When reading about the Civil Rights movement, or simply perusing more information about it, you are unquestionably going to learn about the power of four college students at a lunch counter in Greensboro, NC. In fact, a search on Google for ‘first Civil Rights sit-in’ will prompt a little box with a blurb about the infamous lunch counter that “sparked a national conversation about civil rights.”
However, the lunch counter sit-in wasn’t an idea conceived and born of independent idea, but a part of a movement that started several years prior right in Durham, NC. At a small neighborhood ice cream parlor called the Royal Ice Cream Bar, seven men in women chose to stage a sit in on June 23rd, 1957. This lesser known event created a cascade of other sit-ins in the Durham area, as well as a court case that addressed the legality of segregation. (1)
“It was in 1957 when the sit-ins started in NC, in Durham, NC, and that if anybody says it was in Greensboro first, are a — what do you call it? — a bald-faced lie.” (2)

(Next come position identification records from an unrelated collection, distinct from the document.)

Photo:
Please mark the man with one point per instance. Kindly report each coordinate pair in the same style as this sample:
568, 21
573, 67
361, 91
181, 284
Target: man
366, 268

The food story told by this sit-in is an important one. The Royal Ice Cream Bar was located in Hayti, the now historic black neighborhood of Durham. Although the Royal was located right in Hayti, had two separate entrances to the establishment, one for whites and one for ‘coloreds’. The entrance for white folk led to an area with booths and seating and full wait staff service, while the ‘colored’ side was an entirely different affair. You entered and stood and waited while the staff attended to the white customers first. After ordering, a black patron had to then back out and exit onto the street again. (3)

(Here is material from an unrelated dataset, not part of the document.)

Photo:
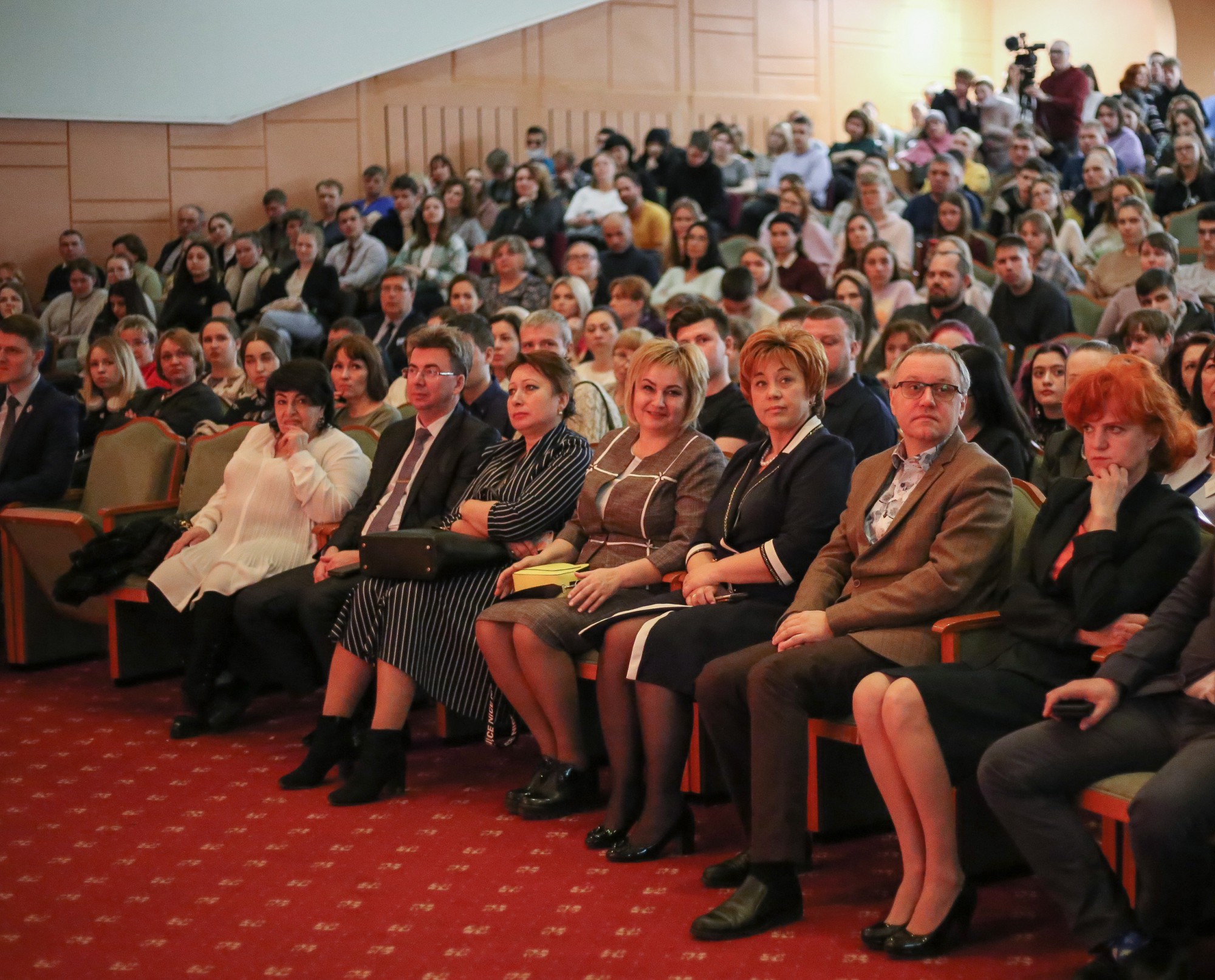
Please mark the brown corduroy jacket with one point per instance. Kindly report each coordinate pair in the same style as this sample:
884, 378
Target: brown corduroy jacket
948, 552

I think it is incredibly important to take a moment to consider context. Imagine it is summer, and you are a kid out playing in your neighborhood with your friends. The Royal Ice Cream Bar is a part of your neighborhood, and yet you can’t go in and get service. You may run in and wait, and wait, and wait while other customers get served before you, then cast back out onto the hot street. Yet, this building sits where you live, where your friends live. This sort of oppression through food service is a sort of social warfare, a lowering of others through food, one of the most basic of human rights. This demand for food equality did not go unnoticed, and subsequent sit-ins and protests related to food equality topped drew numbers in the thousands.